Guest author Liz Durant writes about open adoption, parenting, poetry, women’s spirituality and more at buy me a rose lyrics Poemfish. She says: “as a new adoptive mom, I am lucky to have a close relationship with our daughter’s tummy mommy. I’m also married to an amazing woman who is a birth mom and adoptee. And my very dear friend is an adopted person who reunited with her birth family as an adult. All of these relationships give me the opportunity to look at adoption from a perspective outside my own.” In addition to writing about adoption and parenting, she’s also passionate about social justice and anti-racist activism. Check out her writing on racial justice at buy legit accutane Racism is a White Problem.

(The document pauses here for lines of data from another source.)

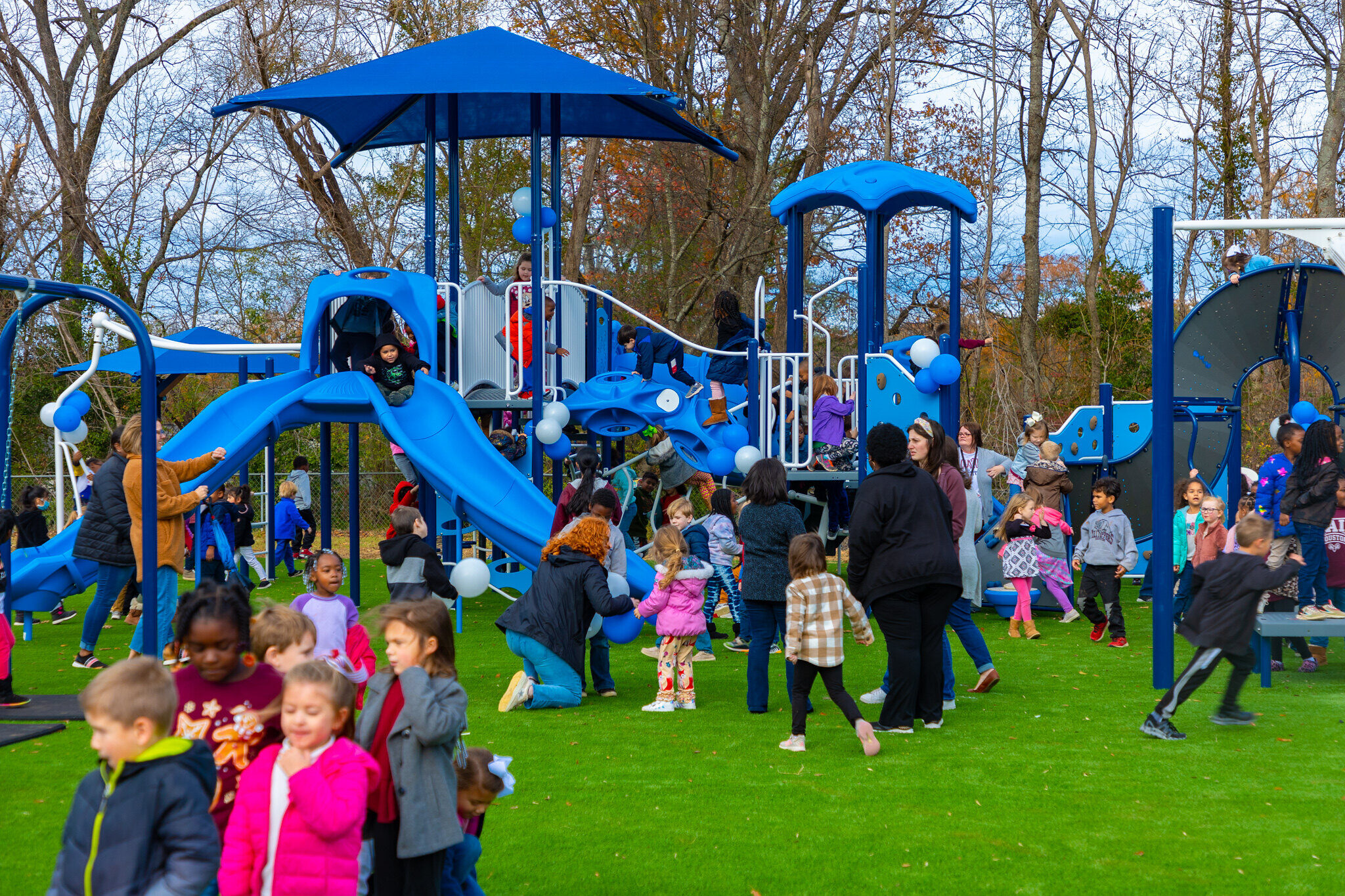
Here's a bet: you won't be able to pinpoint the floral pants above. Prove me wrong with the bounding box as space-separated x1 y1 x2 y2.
655 634 695 702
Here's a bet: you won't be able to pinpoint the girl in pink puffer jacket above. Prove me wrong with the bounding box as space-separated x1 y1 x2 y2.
219 660 378 896
635 525 714 712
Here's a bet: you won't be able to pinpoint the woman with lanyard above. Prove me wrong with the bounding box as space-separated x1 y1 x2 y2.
958 421 1011 532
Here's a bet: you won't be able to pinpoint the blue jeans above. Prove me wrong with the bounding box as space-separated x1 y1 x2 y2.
504 631 583 710
271 539 298 575
1294 523 1330 607
744 601 811 712
589 629 616 692
131 567 177 653
79 563 136 652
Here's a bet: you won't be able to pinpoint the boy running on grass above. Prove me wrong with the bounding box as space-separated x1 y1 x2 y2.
1139 513 1304 740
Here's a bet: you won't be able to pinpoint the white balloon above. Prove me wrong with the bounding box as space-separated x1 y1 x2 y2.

I’m a new mom. 32 hours at O’Hare with a baby: definitely a new experience. When our flight was finally cancelled after a 13 hour delay, I realized we were going to run out of formula. I sat on the floor and sobbed. Strangers stopped to ask if they could help, but I turned them away, ashamed of my tears.
After security reopened its gates at 4am, my wife left the airport for a nearby drugstore. When her taxi couldn’t get through because the interstate was closed (semi-truck wreck), the roads were closed (extreme flooding and sinkholes), and the driver didn’t know the area, my wife got out and walked in the driving rain. A kind stranger stopped and gave her a ride. Another gave her a ride back from Walgreens. This took five hours.
I spent those five hours with our baby walking the K gates in Terminal 3. Somehow being alone in the airport with my daughter was infinitely worse, and my need to survive without help finally broke. I found an outlet, charged my phone, and started texting. The first text I sent was to my daughter’s mother: not the one walking in the rain, but the one at home, my daughter’s first/birth/bio/tummy mom.
I know all new parents probably struggle with figuring out this adventure called parenthood. Maybe others are quicker than I am to realize that being a good parent isn’t something you can do alone. But as an adoptive mom, my determination to be a good parent is compounded with the layer of being-good-enough-to-adopt. My wife and I had to prove — to ourselves, to the social workers at the agencies, to the world in general — that we would be good parents, just to get the chance to try.
When other parents hear that we have a very open adoption, with weekly contact with our daughter’s birth/first family, they often say: “I could never do that. Too much pressure.” I won’t lie…it DOES hook into my need to get it right, my drive to do it well, my hope to be an awesome mom. But my relationship with my daughter’s bio mom also gives me support I wouldn’t have otherwise, because we love each other.
I suspect that this is not how it is SUPPOSED to work. I should be heroic, invincible, always reassuring my daughter’s bio mom that she made the right choice in picking me. Instead, I’m imperfect and flailing, a chaotic mess of brave struggle and hopeful love.
My daughter’s bio mom wrote me back right away. She checked in later as we waited through more delays, more weather. She was one of the first people to welcome us home. Maybe this isn’t the way it is supposed to work. Maybe other adoptive parents will call this “co-parenting” or accuse me of failing to hold up my end of the bargain: my daughter’s bio mom shouldn’t have to worry with me through the ups and downs of new parenthood.
But I’m a new mom, new to parenting, new to adoption. And I find that my daughter’s mom, more than most people, not only knows my daughter but knows ME. She gets what it means for me to be alone in the airport, frantic with worry about my wife, terrified about food for our daughter. She gets me and she loves me, just as I am.
So I don’t know if I am doing this adoption parenting stuff in the best way. But I do know this: love is never one-sided. Love is connection and vulnerability, helped and helping, giving and receiving back. That’s what it means when I say that, in our open adoption, we love each other. We, none of us, do it alone.